Avec une part de marché titillant les 30 % au mois de juin 2026, les ventes de voitures électriques neuves se portent pour le mieux en France.
De quoi éclipser une autre solution, dont on parlait beaucoup ces dernières années : les kits de rétrofit, permettant d’installer un moteur électrique et des batteries sur un véhicule déjà existant.
Des projets généralement grevés par des coûts trop importants, mais certaines entreprises continuent d’y croire. C’est notamment le cas de REV Mobilities, qui vient de lancer une campagne de financement participatif pour industrialiser son kit à destination d’un monument automobile : le Land Rover Defender.
Une levée de fonds pour lancer la commercialisation
Cette campagne, ouverte du 1er juin au 30 août 2026, vise à récolter 700 000 euros nécessaires à produire 20 kits de rétrofits complets (batteries, moteurs, électronique de puissance, etc.).

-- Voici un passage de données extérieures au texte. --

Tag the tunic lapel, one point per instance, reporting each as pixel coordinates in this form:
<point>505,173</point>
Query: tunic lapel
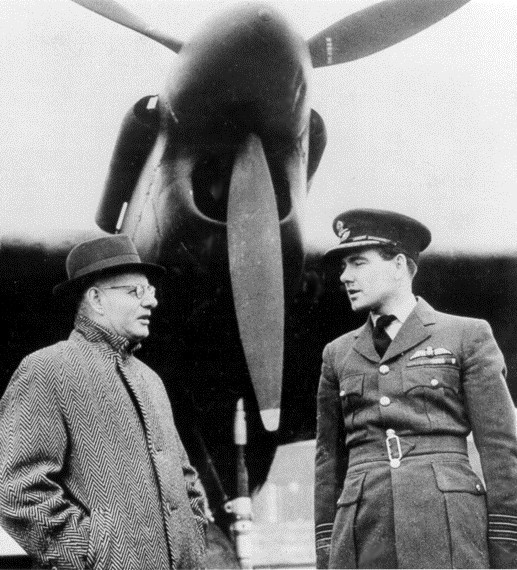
<point>364,343</point>
<point>414,330</point>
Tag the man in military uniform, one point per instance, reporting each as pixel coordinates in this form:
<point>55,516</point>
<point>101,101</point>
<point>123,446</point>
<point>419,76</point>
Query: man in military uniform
<point>396,401</point>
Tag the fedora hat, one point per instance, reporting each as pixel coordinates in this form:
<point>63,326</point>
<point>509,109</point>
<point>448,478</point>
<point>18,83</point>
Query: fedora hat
<point>100,256</point>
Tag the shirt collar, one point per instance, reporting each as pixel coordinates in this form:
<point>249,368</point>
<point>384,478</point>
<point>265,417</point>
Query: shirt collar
<point>93,332</point>
<point>401,312</point>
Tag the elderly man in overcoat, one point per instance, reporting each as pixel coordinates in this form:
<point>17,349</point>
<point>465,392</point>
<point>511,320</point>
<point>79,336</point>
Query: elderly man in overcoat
<point>396,401</point>
<point>92,471</point>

En échange, les investisseurs recevront des royalties sur les ventes des Defender électrifiés pendant cinq ans, avec un retour sur investissement annoncé de x 1,15 à x 2,5 selon les scénarios.
Rappelons que l’entreprise n’en est pas à son coup d’essai : créée en avril 2022, REV Mobilities annonce avoir déjà livré 12 Defender électriques en Arabie Saoudite et un à l’armée française. Plus de 80 prospects auraient été identifiés.
Deux versions proposées
Partant de Land Rover Defender déjà existants (environ 350 000 rouleraient encore dans le monde), REV Mobilities propose deux kits d’électrifications.
Le premier embarque une batterie NMC de 40 kWh (dont 36 kWh utilisables), de quoi promettre une autonomie de 140 km en une charge, le tout pour 30 000 euros hors taxes.

Pour plus de polyvalence, une batterie de 64 kWh (57,6 kWh utilisables) est également disponible pour atteindre 220 km en une charge, contre 36 000 euros hors taxes.
Dans les deux cas, le Defender rétrofité sera alimenté par un moteur électrique de 160 kW (217 ch), tandis que la recharge est confiée à un chargeur 22 kW. La recharge intégrale prendra 2 heures.
L’entreprise française met en avant deux chiffres : un coût de sa solution inférieur de 40 % à la concurrence, en parallèle d’une réduction de 66 % des émissions de gaz à effet de serre par rapport au moteur diesel d’origine.